A. Loan Commitments

Under California law, a loan commitment, which is commonly set forth in a commitment letter, is binding on a lender only if the commitment letter contains all of the material terms of the loan and either (i) the lender’s commitment is unconditional or (ii) all of the stated conditions have been satisfied.  Peterson Dev. Co. v. Torrey Pines Bank, 233 Cal. App. 3d 103, 115 (Cal. App. 4th Dist. 1991).  When the commitment letter does not contain all of the material terms, the prospective borrower cannot reasonably rely on the loan commitment, shielding the lender from liability for either a breach of contract or promissory estoppel.  Id.  The required material terms of the loan include the identity of the lender and borrower, the amount of the loan, and the terms for repayment.  Id.  Other core terms, such as the interest rate, collateral, prepayment conditions, loan disbursement procedures and default remedies, may not be required to form a binding commitment.  See Laks v. Coast Fed. Sav. & Loan Assn., 60 Cal. App. 3d 885, 891 (Cal. App. 2d Dist. 1976).  However, the absence of numerous important conditions is persuasive evidence of the conditional nature of a commitment letter.  Id.

     B. Statute of Frauds

California’s version of the statute of frauds is codified in Civil Code section 1624.  Under California law, certain contracts are “invalid, unless they, or some note or memorandum thereof, are in writing and subscribed by the party to be charged or by the party’s agent.”  Cal Civ Code § 1624(a).  The contracts falling within the statute include, inter alia, (i) an agreement that will not be fully performed within one year, (ii) an agreement to loan money or extend credit for non-consumer purposes[1] in an amount greater than $100,000 and (iii) a promise to answer for the debt, default, or miscarriage of another, except in certain instances specified within Civil Code section 2794.
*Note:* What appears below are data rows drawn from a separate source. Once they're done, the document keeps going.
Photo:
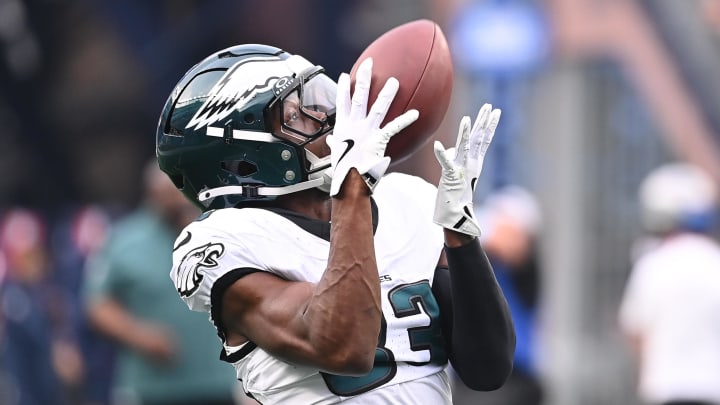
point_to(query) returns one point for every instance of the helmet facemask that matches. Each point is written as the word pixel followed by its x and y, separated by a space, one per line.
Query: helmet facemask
pixel 304 107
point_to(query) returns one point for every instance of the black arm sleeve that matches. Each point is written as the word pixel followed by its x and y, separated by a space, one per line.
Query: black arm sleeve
pixel 476 319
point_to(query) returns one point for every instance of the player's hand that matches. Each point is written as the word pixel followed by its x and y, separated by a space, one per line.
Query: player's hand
pixel 461 167
pixel 357 140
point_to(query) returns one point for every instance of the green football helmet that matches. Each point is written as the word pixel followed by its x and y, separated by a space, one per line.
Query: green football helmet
pixel 236 127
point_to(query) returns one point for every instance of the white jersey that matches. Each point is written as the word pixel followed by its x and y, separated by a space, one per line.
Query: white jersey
pixel 672 304
pixel 410 358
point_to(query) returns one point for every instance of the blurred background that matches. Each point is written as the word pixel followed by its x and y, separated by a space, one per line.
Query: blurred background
pixel 594 93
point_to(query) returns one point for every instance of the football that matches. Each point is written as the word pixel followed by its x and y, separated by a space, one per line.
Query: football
pixel 417 54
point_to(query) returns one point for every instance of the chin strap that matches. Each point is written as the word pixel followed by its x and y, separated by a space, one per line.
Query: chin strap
pixel 319 177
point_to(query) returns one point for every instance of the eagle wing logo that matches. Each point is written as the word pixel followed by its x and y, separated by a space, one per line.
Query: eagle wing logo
pixel 237 87
pixel 189 273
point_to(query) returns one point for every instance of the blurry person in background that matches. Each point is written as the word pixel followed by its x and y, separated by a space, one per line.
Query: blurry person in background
pixel 75 236
pixel 39 354
pixel 167 355
pixel 511 218
pixel 670 310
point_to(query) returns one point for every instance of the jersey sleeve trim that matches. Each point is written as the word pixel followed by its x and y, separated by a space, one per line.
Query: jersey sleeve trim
pixel 217 292
pixel 236 356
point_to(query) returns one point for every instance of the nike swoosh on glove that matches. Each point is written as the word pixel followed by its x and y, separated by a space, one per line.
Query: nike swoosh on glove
pixel 461 167
pixel 357 140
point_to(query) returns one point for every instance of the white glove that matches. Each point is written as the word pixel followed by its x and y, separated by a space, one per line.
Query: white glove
pixel 461 167
pixel 357 140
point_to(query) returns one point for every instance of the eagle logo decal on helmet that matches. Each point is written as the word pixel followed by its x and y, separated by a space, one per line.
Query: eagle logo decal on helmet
pixel 189 273
pixel 236 88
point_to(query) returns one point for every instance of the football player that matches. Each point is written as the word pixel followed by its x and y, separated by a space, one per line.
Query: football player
pixel 326 280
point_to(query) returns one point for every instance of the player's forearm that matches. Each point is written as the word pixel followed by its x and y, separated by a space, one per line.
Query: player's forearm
pixel 483 337
pixel 346 302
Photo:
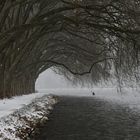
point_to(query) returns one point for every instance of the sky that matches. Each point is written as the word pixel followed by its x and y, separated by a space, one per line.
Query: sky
pixel 49 79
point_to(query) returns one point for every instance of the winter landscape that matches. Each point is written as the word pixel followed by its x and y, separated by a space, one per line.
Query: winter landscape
pixel 69 70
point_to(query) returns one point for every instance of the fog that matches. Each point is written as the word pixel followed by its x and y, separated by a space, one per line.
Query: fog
pixel 49 79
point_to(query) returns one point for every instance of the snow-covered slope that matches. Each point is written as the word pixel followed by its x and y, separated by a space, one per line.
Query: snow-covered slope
pixel 19 124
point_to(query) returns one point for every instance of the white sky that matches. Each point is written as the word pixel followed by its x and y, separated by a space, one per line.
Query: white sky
pixel 49 79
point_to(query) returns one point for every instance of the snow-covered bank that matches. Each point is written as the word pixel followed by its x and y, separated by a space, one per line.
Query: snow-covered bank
pixel 128 96
pixel 21 122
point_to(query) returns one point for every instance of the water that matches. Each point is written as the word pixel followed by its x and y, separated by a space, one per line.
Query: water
pixel 86 118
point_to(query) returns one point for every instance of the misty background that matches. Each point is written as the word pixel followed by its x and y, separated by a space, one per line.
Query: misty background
pixel 50 80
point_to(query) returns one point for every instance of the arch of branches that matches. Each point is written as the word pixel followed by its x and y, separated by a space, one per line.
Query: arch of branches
pixel 81 36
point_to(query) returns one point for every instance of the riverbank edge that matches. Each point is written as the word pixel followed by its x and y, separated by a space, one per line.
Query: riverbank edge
pixel 22 123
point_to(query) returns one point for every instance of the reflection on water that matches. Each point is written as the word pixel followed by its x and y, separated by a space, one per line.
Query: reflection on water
pixel 84 118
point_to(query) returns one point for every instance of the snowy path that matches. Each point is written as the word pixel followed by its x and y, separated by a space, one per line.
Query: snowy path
pixel 90 118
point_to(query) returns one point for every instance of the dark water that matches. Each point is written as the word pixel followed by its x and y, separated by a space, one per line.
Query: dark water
pixel 83 118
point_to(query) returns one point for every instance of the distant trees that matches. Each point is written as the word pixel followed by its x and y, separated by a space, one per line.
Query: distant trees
pixel 82 36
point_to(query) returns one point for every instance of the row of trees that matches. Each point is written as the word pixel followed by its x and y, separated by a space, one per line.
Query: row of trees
pixel 80 36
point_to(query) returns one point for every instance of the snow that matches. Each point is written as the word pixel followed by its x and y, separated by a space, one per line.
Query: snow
pixel 8 106
pixel 21 115
pixel 128 96
pixel 18 116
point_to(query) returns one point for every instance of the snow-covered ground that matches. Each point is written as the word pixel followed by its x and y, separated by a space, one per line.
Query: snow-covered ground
pixel 128 96
pixel 20 115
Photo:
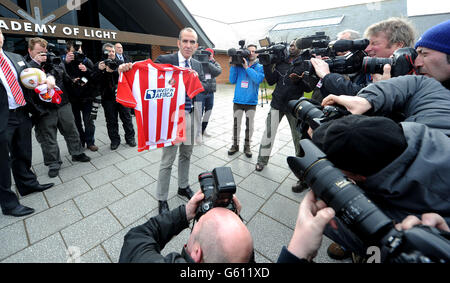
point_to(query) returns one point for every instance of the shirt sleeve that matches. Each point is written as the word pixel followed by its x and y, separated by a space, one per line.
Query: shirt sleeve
pixel 193 84
pixel 125 89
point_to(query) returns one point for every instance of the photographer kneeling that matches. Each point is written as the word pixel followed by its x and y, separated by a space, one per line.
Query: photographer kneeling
pixel 209 242
pixel 403 169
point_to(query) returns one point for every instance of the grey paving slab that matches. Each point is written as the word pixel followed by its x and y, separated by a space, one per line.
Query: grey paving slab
pixel 114 244
pixel 96 255
pixel 52 220
pixel 97 199
pixel 274 173
pixel 14 239
pixel 107 160
pixel 287 215
pixel 264 230
pixel 133 207
pixel 133 182
pixel 259 185
pixel 91 231
pixel 66 191
pixel 103 176
pixel 133 164
pixel 49 250
pixel 241 167
pixel 250 203
pixel 76 171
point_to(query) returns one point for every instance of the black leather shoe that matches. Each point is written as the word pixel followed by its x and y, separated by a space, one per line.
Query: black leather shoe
pixel 81 158
pixel 163 207
pixel 39 189
pixel 131 143
pixel 186 193
pixel 19 211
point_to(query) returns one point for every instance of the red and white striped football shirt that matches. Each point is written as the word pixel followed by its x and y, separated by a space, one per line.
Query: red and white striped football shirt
pixel 157 93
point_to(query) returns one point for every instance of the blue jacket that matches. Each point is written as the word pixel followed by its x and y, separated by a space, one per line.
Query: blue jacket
pixel 252 77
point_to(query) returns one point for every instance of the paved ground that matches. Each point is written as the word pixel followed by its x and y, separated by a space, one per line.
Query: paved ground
pixel 93 205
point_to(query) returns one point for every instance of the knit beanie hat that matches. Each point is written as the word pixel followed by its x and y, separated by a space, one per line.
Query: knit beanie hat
pixel 360 144
pixel 437 38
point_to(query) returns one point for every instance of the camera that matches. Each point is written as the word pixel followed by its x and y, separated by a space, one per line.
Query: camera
pixel 272 53
pixel 203 56
pixel 237 56
pixel 420 244
pixel 402 63
pixel 313 115
pixel 218 187
pixel 95 106
pixel 347 64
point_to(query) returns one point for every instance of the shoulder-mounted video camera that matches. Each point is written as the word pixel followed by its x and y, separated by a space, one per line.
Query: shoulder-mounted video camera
pixel 237 56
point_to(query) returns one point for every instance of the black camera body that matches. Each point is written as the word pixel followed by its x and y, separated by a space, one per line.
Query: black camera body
pixel 273 54
pixel 313 115
pixel 218 187
pixel 402 63
pixel 419 244
pixel 238 56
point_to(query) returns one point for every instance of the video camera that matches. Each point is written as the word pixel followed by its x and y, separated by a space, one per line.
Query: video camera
pixel 313 115
pixel 218 187
pixel 113 64
pixel 350 63
pixel 272 53
pixel 420 244
pixel 237 56
pixel 203 56
pixel 402 63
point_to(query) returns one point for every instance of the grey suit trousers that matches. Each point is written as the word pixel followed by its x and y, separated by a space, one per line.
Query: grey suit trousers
pixel 184 162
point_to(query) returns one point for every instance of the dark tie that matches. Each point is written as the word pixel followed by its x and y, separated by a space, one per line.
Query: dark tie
pixel 12 81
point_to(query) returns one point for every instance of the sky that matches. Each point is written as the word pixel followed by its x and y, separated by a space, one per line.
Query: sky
pixel 232 11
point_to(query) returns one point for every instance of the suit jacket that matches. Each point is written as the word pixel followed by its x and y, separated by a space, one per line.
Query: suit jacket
pixel 126 59
pixel 173 60
pixel 19 65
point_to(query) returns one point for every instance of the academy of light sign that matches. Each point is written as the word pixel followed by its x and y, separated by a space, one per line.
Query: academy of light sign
pixel 56 30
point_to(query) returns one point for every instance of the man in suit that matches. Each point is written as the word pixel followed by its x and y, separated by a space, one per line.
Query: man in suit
pixel 120 55
pixel 187 45
pixel 15 134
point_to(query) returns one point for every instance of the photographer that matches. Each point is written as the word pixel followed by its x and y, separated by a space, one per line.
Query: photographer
pixel 385 38
pixel 107 77
pixel 433 50
pixel 285 91
pixel 209 242
pixel 59 117
pixel 247 78
pixel 402 168
pixel 82 93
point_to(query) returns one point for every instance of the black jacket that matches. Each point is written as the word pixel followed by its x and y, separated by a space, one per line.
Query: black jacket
pixel 61 79
pixel 78 93
pixel 286 89
pixel 143 244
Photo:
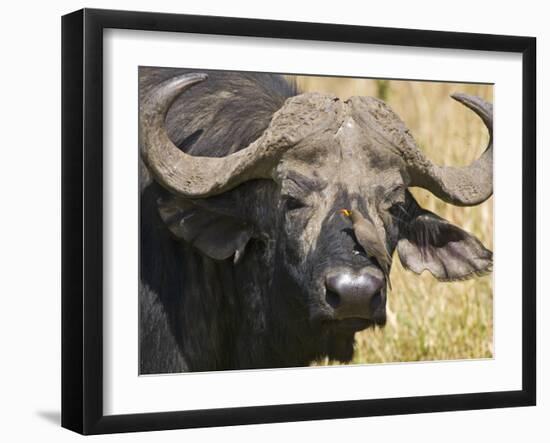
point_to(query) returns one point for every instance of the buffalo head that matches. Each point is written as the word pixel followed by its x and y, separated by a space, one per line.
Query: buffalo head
pixel 286 189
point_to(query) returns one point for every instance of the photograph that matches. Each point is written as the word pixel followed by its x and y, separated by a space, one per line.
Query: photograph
pixel 290 220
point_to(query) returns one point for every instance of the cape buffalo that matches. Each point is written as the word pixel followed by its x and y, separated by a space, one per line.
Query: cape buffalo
pixel 245 259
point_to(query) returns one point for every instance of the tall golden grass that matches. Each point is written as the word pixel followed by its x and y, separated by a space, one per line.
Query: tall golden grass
pixel 429 320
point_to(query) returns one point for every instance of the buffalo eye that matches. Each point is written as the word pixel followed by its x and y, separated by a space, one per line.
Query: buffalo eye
pixel 292 203
pixel 393 200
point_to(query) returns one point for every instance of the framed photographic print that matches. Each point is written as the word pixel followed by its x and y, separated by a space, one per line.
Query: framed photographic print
pixel 276 221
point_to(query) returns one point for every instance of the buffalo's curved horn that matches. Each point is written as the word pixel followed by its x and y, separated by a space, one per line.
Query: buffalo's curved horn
pixel 184 174
pixel 460 186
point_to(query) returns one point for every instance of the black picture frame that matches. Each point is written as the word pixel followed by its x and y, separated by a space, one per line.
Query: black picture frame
pixel 82 218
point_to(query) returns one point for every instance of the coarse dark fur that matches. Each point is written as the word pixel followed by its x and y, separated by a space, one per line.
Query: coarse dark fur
pixel 200 309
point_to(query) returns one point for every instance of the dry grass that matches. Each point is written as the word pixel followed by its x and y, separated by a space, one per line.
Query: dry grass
pixel 428 320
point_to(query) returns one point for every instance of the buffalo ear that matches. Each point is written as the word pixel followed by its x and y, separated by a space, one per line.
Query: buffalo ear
pixel 448 252
pixel 218 236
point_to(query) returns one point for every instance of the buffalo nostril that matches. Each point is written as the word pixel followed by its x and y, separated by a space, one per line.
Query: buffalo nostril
pixel 332 298
pixel 355 294
pixel 376 301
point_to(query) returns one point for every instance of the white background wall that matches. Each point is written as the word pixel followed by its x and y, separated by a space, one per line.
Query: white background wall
pixel 30 219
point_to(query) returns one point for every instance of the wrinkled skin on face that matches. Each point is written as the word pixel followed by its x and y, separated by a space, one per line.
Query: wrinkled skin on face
pixel 342 156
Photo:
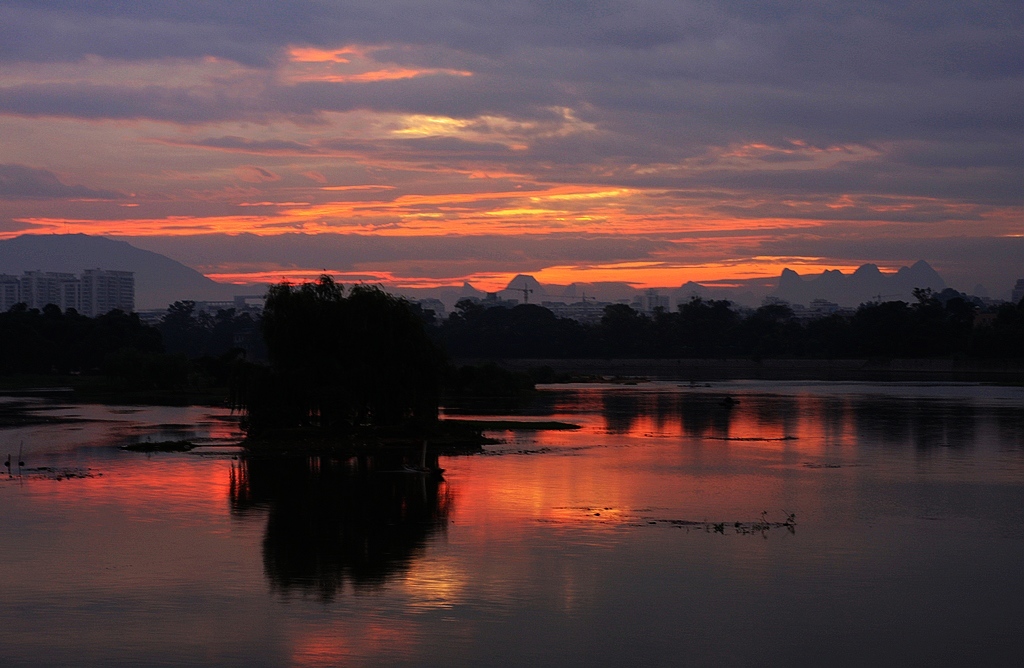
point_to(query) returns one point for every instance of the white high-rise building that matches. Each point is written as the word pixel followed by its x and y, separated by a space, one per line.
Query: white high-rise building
pixel 95 293
pixel 10 291
pixel 103 291
pixel 42 288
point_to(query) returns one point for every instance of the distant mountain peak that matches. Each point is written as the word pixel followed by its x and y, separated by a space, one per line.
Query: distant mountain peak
pixel 159 280
pixel 865 284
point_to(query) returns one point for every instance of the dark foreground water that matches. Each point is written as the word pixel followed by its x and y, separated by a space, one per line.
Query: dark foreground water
pixel 662 533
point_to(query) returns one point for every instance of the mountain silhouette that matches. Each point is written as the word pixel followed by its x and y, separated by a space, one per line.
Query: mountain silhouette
pixel 866 284
pixel 159 280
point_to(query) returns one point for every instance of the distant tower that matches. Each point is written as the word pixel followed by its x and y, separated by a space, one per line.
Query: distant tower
pixel 525 292
pixel 1018 292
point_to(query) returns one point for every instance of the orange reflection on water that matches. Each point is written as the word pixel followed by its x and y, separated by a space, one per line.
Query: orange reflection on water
pixel 654 456
pixel 346 641
pixel 195 490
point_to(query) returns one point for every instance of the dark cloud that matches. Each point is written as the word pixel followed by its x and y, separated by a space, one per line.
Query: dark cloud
pixel 351 251
pixel 18 182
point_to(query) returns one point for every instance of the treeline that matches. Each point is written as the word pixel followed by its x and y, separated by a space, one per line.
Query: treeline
pixel 713 329
pixel 186 350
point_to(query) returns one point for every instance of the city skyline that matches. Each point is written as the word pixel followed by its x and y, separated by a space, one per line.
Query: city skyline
pixel 650 142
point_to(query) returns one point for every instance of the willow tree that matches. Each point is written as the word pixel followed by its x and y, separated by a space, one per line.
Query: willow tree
pixel 342 362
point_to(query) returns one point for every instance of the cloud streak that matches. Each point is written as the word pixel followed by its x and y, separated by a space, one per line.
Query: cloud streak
pixel 725 129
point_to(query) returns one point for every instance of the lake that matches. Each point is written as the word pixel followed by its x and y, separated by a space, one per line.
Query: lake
pixel 730 524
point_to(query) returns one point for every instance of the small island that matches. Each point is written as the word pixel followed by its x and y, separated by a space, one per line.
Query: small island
pixel 348 372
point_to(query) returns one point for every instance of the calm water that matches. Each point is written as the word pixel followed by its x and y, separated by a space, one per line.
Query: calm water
pixel 616 544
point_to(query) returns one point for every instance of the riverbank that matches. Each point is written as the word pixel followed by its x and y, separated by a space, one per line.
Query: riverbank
pixel 1005 372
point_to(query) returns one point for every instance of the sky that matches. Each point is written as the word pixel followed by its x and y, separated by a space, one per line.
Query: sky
pixel 425 143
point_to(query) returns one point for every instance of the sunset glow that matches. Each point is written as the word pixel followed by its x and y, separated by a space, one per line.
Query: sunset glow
pixel 498 127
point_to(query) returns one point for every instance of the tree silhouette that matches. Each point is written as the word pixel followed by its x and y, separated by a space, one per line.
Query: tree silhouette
pixel 339 363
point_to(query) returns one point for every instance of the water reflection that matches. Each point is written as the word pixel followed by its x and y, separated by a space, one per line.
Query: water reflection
pixel 358 520
pixel 925 423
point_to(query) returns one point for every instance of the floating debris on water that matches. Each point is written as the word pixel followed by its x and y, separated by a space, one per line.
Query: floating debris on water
pixel 51 473
pixel 760 527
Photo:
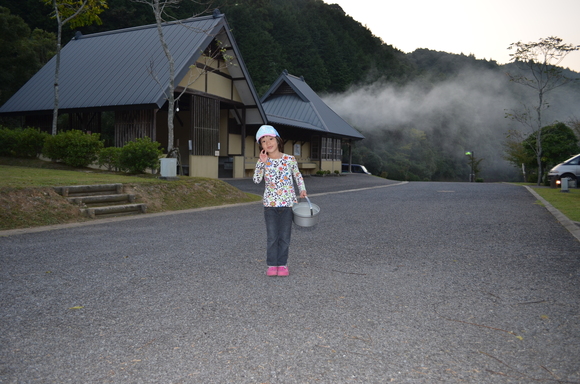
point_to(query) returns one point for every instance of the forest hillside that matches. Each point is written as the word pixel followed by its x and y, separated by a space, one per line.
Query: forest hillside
pixel 419 111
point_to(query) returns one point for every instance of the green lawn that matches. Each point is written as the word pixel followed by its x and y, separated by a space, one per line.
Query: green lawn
pixel 27 197
pixel 566 202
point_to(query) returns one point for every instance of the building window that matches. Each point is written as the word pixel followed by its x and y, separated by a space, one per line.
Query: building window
pixel 315 148
pixel 205 127
pixel 330 149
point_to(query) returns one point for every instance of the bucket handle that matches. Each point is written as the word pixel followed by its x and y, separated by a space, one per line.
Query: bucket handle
pixel 309 205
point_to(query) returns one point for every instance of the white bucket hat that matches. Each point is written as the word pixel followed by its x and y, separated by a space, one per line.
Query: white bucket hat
pixel 266 130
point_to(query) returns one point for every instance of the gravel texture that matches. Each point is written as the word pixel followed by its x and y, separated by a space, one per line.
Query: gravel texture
pixel 405 283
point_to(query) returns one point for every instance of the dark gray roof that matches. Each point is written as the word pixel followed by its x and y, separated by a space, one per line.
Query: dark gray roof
pixel 290 101
pixel 111 69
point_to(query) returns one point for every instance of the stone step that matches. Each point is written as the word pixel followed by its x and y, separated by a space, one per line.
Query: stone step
pixel 115 210
pixel 95 200
pixel 102 200
pixel 89 190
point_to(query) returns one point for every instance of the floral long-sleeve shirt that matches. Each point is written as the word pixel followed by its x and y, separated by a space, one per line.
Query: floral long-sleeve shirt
pixel 277 175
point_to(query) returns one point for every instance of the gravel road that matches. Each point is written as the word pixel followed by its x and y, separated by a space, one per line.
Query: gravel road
pixel 404 283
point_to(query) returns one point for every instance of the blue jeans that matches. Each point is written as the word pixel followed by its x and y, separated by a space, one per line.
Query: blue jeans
pixel 278 229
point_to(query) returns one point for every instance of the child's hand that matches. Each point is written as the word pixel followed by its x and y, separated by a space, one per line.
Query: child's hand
pixel 263 156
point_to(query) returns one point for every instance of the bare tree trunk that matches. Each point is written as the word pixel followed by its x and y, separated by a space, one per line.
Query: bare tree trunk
pixel 170 97
pixel 539 138
pixel 56 71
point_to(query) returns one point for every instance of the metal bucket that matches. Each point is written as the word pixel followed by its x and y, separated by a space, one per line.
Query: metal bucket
pixel 306 214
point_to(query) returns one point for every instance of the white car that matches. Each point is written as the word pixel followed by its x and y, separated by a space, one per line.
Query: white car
pixel 569 168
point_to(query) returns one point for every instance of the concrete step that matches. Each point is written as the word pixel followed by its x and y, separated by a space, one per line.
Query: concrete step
pixel 115 210
pixel 89 190
pixel 99 200
pixel 102 200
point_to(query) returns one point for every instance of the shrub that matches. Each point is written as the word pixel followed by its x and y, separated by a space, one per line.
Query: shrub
pixel 109 157
pixel 138 155
pixel 74 148
pixel 19 142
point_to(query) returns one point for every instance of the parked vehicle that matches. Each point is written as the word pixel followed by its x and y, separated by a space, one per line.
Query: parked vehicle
pixel 355 168
pixel 569 168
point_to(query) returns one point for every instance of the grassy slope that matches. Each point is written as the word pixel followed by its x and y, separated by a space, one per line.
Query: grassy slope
pixel 27 198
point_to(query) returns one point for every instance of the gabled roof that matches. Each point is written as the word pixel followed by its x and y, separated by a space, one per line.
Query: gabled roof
pixel 290 101
pixel 112 69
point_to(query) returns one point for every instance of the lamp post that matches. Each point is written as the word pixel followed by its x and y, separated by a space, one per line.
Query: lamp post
pixel 472 160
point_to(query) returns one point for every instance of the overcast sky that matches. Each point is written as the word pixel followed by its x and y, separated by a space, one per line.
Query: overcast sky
pixel 484 28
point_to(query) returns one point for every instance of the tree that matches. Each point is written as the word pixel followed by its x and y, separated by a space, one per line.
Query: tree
pixel 559 142
pixel 215 52
pixel 22 52
pixel 539 61
pixel 76 13
pixel 473 163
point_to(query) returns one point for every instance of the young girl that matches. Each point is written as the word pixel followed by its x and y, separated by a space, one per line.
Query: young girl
pixel 277 169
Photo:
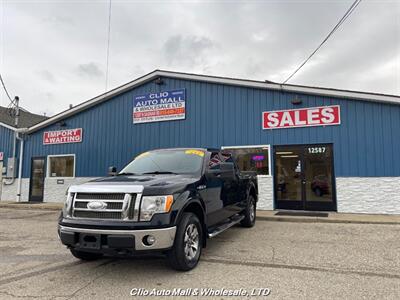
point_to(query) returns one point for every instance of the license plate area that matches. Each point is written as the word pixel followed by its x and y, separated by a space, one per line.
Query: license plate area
pixel 90 241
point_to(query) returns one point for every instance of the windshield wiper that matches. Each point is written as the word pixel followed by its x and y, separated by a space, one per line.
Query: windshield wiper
pixel 160 172
pixel 126 174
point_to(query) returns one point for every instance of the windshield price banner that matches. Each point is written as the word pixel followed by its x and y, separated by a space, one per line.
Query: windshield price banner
pixel 162 106
pixel 62 136
pixel 302 117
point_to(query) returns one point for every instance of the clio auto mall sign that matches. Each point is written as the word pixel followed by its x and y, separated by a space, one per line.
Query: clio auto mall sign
pixel 302 117
pixel 66 136
pixel 161 106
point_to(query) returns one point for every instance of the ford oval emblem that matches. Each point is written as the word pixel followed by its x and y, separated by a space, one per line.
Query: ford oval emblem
pixel 96 205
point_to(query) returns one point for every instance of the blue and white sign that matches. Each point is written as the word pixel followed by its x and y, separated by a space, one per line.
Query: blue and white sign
pixel 161 106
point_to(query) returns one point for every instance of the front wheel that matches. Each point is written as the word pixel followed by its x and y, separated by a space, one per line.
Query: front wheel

Under Civil Code section 2794, a promise to answer for the debtor, default or miscarriage of another is deemed an original obligation of the promisor and does not need to be in writing in the following instances:

  1. Where the promise is made by one who has received property of another upon an undertaking to apply it pursuant to such promise; or by one who has received a discharge from an obligation in whole or in part, in consideration of such promise;
  2. Where the creditor parts with value, or enters into an obligation, in consideration of the obligation in respect to which the promise is made, in terms or under circumstances such as to render the party making the promise the principal debtor and the person in whose behalf it is made, his surety;
  3. Where the promise, being for an antecedent obligation of another, is made upon the consideration that the party receiving it cancels the antecedent obligation, accepting the new promise as a substitute therefor; or upon the consideration that the party receiving it releases the property of another from a levy, or his person from imprisonment under an execution on a judgment obtained upon the antecedent obligation;
  4. Where the promise is upon a consideration beneficial to the promisor, whether moving from either party to the antecedent obligation, or from another person;
  5. Where a factor undertakes, for a commission, to sell merchandise and act as surety in connection with the sale;
  6. Where the holder of an instrument for the payment of money, upon which a third person is or may become liable to him, transfers it in payment of a precedent debt of his own, or for a new consideration, and in connection with such transfer enters into a promise respecting such instrument.

Cal Civ Code § 2794.

Contracts covered by the statute of frauds cannot be modified or renewed by a subsequent oral agreement.  Secrest v. Security National Mortgage Loan Trust 2002-2, 167 Cal. App. 4th 544, 553 (Cal. App. 4th Dist. 2008) (“An agreement to modify a contract that is subject to the statute of frauds is also subject to the statute of frauds.”).  However, under certain conditions, the doctrine of promissory estoppel can provide an exception to the enforcement of the statute of frauds.  A party to an oral contract that falls within the statute may be estopped from asserting the statute of frauds as a defense to enforcement of the agreement where the other party to the contract partially performed and materially changed position in reliance on the agreement.  Anderson v. Stansbury, 38 Cal. 2d 707, 715 (Cal. 1952) (“Before a party can be estopped to assert the statute due to the other’s part performance, it must appear that a sufficient change of position has occurred so that the application of the statutory bar would result in an unjust and unconscionable loss, amounting in effect to a fraud.”).